If the user clicks the cancel button, an Excel binary file format document (XLSB) containing a malicious Excel 4.0 macro is downloaded. Common to many Bazar Loader campaigns, this malicious document is known as CampoLoader, named for the download URL. The use of Excel 4.0 macros for malicious purposes has been growing in popularity since around February 2020. These macros are a valid Excel feature, added to the product in 1992, and are used by attackers as an evasion method.  It is important to point out that they are more cumbersome to reverse engineer than more commonly used VBA macros. From a user’s perspective, it looks like any other malicious Excel file, showing an image, requesting the enable content option to be selected, which allows the malicious macro to run. If the macro can execute, it downloads and runs the actual Bazar Loader payload. 
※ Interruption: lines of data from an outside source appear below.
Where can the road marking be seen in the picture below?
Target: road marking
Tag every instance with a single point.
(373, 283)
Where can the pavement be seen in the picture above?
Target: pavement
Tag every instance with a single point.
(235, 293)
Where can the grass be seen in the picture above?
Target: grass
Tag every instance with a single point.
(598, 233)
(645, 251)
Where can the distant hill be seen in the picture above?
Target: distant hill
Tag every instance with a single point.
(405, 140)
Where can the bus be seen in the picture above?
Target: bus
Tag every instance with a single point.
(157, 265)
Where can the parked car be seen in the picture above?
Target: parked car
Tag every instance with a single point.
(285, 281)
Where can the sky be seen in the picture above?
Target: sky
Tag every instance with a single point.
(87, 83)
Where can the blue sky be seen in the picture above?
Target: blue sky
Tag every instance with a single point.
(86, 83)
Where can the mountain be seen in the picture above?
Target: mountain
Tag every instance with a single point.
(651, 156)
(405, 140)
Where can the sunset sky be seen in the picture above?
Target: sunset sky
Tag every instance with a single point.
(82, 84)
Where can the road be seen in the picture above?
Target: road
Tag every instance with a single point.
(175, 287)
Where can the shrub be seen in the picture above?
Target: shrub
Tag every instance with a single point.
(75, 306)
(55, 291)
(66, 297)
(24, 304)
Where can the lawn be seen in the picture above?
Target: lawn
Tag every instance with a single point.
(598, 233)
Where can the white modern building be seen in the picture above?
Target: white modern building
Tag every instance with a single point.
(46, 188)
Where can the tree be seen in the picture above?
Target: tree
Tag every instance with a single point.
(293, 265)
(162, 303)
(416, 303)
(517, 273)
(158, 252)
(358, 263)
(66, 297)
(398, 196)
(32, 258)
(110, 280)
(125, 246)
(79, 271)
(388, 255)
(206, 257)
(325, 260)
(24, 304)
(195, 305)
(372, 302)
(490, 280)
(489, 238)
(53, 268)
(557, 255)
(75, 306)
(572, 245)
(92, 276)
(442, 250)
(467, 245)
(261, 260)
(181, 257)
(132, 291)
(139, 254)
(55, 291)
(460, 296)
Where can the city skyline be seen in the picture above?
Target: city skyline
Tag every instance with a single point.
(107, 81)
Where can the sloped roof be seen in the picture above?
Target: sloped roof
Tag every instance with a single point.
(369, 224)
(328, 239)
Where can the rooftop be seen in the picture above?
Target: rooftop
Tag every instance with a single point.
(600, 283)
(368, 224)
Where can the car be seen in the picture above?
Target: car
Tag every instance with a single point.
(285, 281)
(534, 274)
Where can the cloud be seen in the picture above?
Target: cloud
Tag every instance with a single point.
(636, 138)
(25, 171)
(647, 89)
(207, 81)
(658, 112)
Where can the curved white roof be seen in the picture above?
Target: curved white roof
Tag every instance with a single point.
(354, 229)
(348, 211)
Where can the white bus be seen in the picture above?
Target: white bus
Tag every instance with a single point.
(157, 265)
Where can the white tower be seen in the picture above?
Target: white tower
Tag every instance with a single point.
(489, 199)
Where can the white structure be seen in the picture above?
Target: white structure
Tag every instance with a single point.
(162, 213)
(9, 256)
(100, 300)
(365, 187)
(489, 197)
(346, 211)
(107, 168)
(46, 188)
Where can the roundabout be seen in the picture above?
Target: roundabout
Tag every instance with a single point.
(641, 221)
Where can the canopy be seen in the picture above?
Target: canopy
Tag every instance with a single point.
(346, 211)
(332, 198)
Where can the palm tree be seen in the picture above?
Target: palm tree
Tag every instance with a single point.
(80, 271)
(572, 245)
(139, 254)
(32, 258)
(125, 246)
This is not the first time the BazaLoader attackers have used this attack chain, since January 2021, there have been several campaigns using lures other than streaming services, such as fake floral, lingerie, pharmaceutical and anti-virus organizations. What’s interesting about this attack chain is the malicious CampoLoader XLSB file is directly downloaded from a website, as is the final Bazar Loader payload. This indicates the elaborate social engineering efforts – the call center and fake streaming service websites – are being used to obviate the need to attach a malicious document to the phishing email; and therefore, evade potential detection of malicious documents in email. It could be an example of attackers adapting to many additional employees still working from home due to the pandemic. Corporate email protections still apply to remote users, however, web browsing usually goes directly from the user’s laptop to the internet, through their home network.                                                                                  

How Does BazaLoader Propagate? 

The malware does not contain the necessary code to self-propagate. This campaign relies on significant social engineering techniques to convince the user to open a malicious XLSB file, resulting in the downloading and execution of the BazaLoader malware. 

When/How Did BluVector Detect It? 

The BazaLoader sample related to this campaign was tested and BluVector patented Machine Learning Engine (MLE) detected it. Regression testing has shown the sample would have been detected 79 months prior to its release. The malicious XLSB file was also detected by BluVector MLE.